I have a rest application sitting on an IIS server (on the public internet) with a configuration as follows:
- IP Address: A.B.C.D
- Host Header: something-not-public-dns.example.com
(The entry isn't in the public dns simply because it doesn't have to be. This isn't merely security by obscuring host headers.)
In order to get my client to connect to the application, I simply add an entry in my hosts file:
A.B.C.D something-not-public-dns.example.com
With the hosts file entry everything works great.

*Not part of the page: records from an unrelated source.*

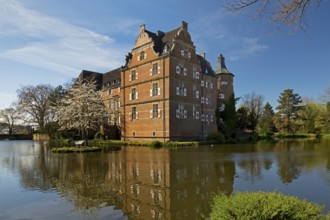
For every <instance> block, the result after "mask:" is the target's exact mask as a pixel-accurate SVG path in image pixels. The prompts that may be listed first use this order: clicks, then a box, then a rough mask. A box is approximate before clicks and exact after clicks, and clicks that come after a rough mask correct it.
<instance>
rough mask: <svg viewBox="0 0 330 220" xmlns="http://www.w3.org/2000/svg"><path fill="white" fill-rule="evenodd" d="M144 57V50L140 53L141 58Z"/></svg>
mask: <svg viewBox="0 0 330 220" xmlns="http://www.w3.org/2000/svg"><path fill="white" fill-rule="evenodd" d="M143 59H144V51H141V53H140V60H143Z"/></svg>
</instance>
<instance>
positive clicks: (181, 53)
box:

The problem is one of my clients is sitting inside of an ASP.NET web application, and I cannot modify the hosts file for the web server the application resides on.
Thus my question- is it possible to spoof a hosts file entry inside of a web application?
I was thinking of something like this:
string url = "something-not-public.example.com/myservice/mymethod";
var client = new WebClient();
client.Headers[HttpRequestHeader.ContentType] = "application/json";
// Set the destination IP for this request here!
string json = new System.Web.Script.Serialization.JavaScriptSerializer().Serialize(MyObject);
string response = client.UploadString(url, json);
I would consider the above example request level spoofing, which would be great, but I'm also curious to know if application level spoofing could be done as well. This way the application could set up the host entries and all requests made from within that application would use them.